The Boyd/Johnny conflict finally comes to a head, which should provide a significant jolt, but the whole thing just kind of deflates, mostly because we know there’s no way in hell that Justified is going to kill off Boyd, despite the episode’s half-assed attempt to make that outcome seem like a thing that is actually about to happen. In order to distract us from the fact that the outcome of Johnny’s machinations is preordained, the show needed to make the proceedings a hell of a lot more entertaining, and “Raw Deal” takes the opposite approach, with Boyd feigning resignation for most of the hour while preparing to sign Johnny’s death warrant. The Crowe boys might have livened up the dynamic somehow, but they’re strangely relegated to mute-henchman roles for most of the episode, until they wind up royally screwing the pooch and dropping a ton of bodies. (Seriously, this season’s body count must already dwarf all the other seasons’ by a comfortable margin.) Even then, this newest wrinkle feels like just another arbitrary obstacle that Boyd will easily overtake, because he’s Boyd.

The most promising storyline belongs to Ava, but even here, there\s a pronounced lack of actual forward momentum. The great Dale Dickey (Winter’s Bone, True Blood) joins the cast as, essentially, the prison’s version of Season One Boyd, a God-fearing kingpin whose motivations are almost entirely practical beneath the (barely) pious exterior. The series’ writers are canny enough to know that absolutely no one who watches Justified has any interest in seeing Ava become a powerless victim of sexual assault, and having her plant drugs on a dirty prison worker in order to weasel her way into being the new runner makes sense, but the episode doesn’t quite conjure up the necessary dread to convince us that Ava is taking a big risk here.
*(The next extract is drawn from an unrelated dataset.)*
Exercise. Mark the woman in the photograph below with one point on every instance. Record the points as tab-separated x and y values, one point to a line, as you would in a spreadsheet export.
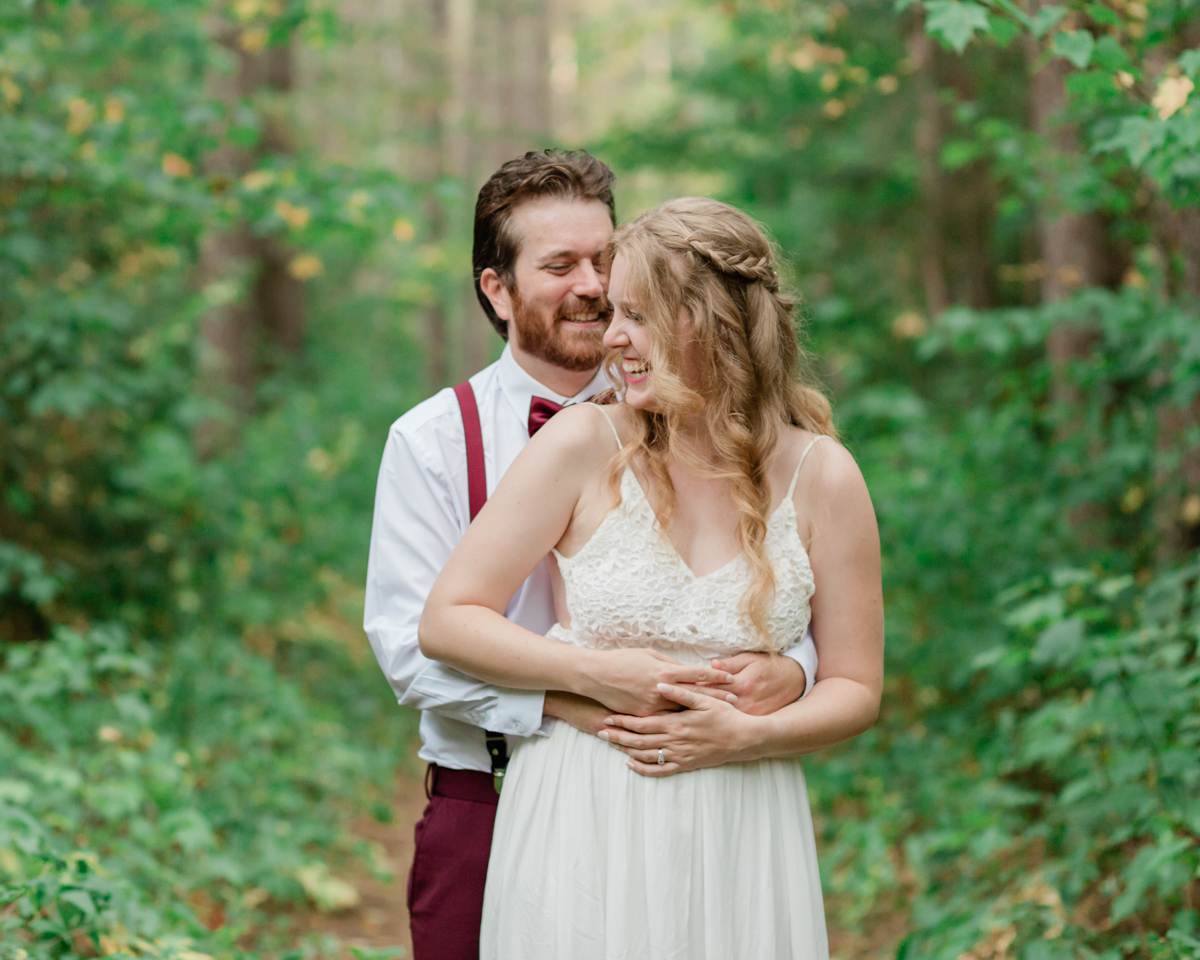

It’s still difficult to tell if Season 5 is going to be able to wind its way into being on par with any of the series’ previous outings. The last couple of episodes built up a nice head of steam, but too much of “Raw Deal” signposts future plot movement without actually generating much excitement. If it has the gall to actually give Raylan a new posting for a little while, that might prove a worthwhile move (Florida, perhaps?), but we know that the series won’t be moving out of Kentucky on a permanent basis, so even that possibility has a big asterisk next to it. Judging from her fine showing this week, though, the season is doing one thing right: focusing in on the smart Crowe, Wendy, who is given good reason to part from her brothers this week. Alicia Witt plays very well off both Smart and Olyphant, and her lack of outright loathsomeness is refreshing. She proves, reassuringly, that Justified isn’t quite done tinkering with the formula yet.